Cox said from information she has been given and told, “for $10 million you can get Option C which is for 144 beds, or build out futures for $10 million.

“That’s high,” Roberts said, questioning why the cost of adding inmate beds to the futures area would be so expensive “when you already have the shell.”

Roberts, who has said he was previously in the business of private prison construction, said: “When we were building 500 bed to 1,000 bed facilities, if we came in above $20,000 per bed some people got in a whole lot of trouble.”

Roberts also at various points in the discussion said he believes futures appears to be “a wonderful space to house inmates in.”

He also was critical of the HVAC equipment being located in the futures area.

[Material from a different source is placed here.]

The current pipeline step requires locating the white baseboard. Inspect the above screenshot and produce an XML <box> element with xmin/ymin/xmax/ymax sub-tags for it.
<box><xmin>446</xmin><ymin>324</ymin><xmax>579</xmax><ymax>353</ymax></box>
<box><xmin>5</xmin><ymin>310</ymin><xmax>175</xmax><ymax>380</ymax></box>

“That needs to be on the roof,” he said.

The nine member jail committee was appointed by the county commission to study the short and long term needs of the county jail, judicial and prosecutorial facilities as well as the options for funding that may be required.

The sheriff’s department has indicated the average daily population of inmates in the jail is more than 140 in the current 153-bed facility.

A recent study conducted by the Goldberg group proposed a $21 million project that would expand the capacity of the jail from 153 to around 475-500 beds.
Representatives of the Goldberg Group and Weber and Associates, who developed the 2013 jail study at a cost to taxpayers of $6,500, are expected to be on hand for the Monday, June 30 meeting of the jail advisory committee.